Unix Timestamp Converter
Convert Unix timestamps to dates and back, in seconds or milliseconds.
Updated June 2026
Timestamp to date
Enter a Unix timestamp in seconds or milliseconds — it is detected automatically.
Date to timestamp
Pick a date and time to get its Unix timestamp in your local time zone.
Choose a date and time to see its Unix timestamp.

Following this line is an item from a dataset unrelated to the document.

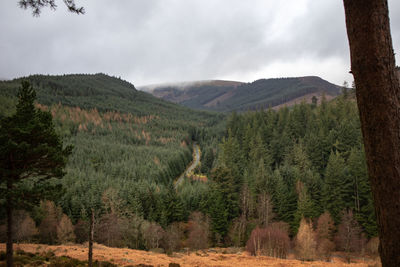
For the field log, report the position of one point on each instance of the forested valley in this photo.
(272, 181)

How to use the Unix Timestamp Converter
- 1
Enter a timestamp
Type or paste a Unix timestamp in seconds or milliseconds. The unit is detected automatically.
- 2
Read the date
See the ISO 8601, UTC and local date instantly, each with its own copy button.
- 3
Convert a date back
Use the date-and-time picker to get the matching Unix timestamp in seconds and milliseconds.
About this tool
A Unix timestamp is the number of seconds (or milliseconds) that have elapsed since January 1, 1970 at 00:00:00 UTC, known as the epoch. It is the standard way computers store and exchange time because it is a single, time-zone-free integer. This Unix timestamp converter turns that number into a human-readable date — and converts any date back into a timestamp.
Paste a value and the tool detects the unit automatically: values below 10^12 are treated as seconds, larger ones as milliseconds. You get the date in three forms — ISO 8601 (the format most APIs use), a UTC string, and your local time — each with a one-click copy button. The reverse direction takes a date-and-time picker and returns the timestamp in both seconds and milliseconds.
Because everything runs locally in your browser, it is safe for logs, debugging API responses, and database timestamps you would rather not paste into a remote server. The 'Now' button fills in the current timestamp instantly, which is handy when you need a fresh epoch value for testing.
Examples
Input
1700000000
Output
2023-11-14T22:13:20Z (UTC)
Below 10^12, so it is read as seconds.
Input
1700000000000
Output
2023-11-14T22:13:20Z (UTC)
Same instant expressed in milliseconds.
Input
0
Output
1970-01-01T00:00:00Z (the Unix epoch)
Common uses
- Developers debugging an API response that returns createdAt as a Unix timestamp
- Engineers reading log lines or database rows that store time as epoch seconds
- QA testers who need a fresh current timestamp to paste into a request payload
- Backend developers converting between millisecond timestamps (Java, JavaScript) and second timestamps (PostgreSQL, Unix)
- Anyone checking what date a JWT 'exp' or 'iat' epoch claim actually represents
- Data analysts translating epoch columns into readable dates for a report
Frequently asked questions
What is a Unix timestamp?+
It is the number of seconds since January 1, 1970 (UTC), called the Unix epoch. Some systems use milliseconds instead. It encodes a moment in time as a single integer with no time zone.
Does it accept seconds or milliseconds?+
Both. If the absolute value is below 1,000,000,000,000 (10^12) it is treated as seconds and multiplied by 1000; otherwise it is treated as milliseconds.
What time zone are the results in?+
The ISO 8601 and UTC outputs are in UTC. The local output uses your device's time zone. When you convert a date back to a timestamp, the picker is read in your local time zone.
Is my data sent anywhere?+
No. All conversion happens in your browser with JavaScript. Nothing is uploaded, logged, or stored.
What does the 'Now' button do?+
It fills the timestamp field with the current Unix time in seconds, so you can grab a fresh epoch value for testing or logging.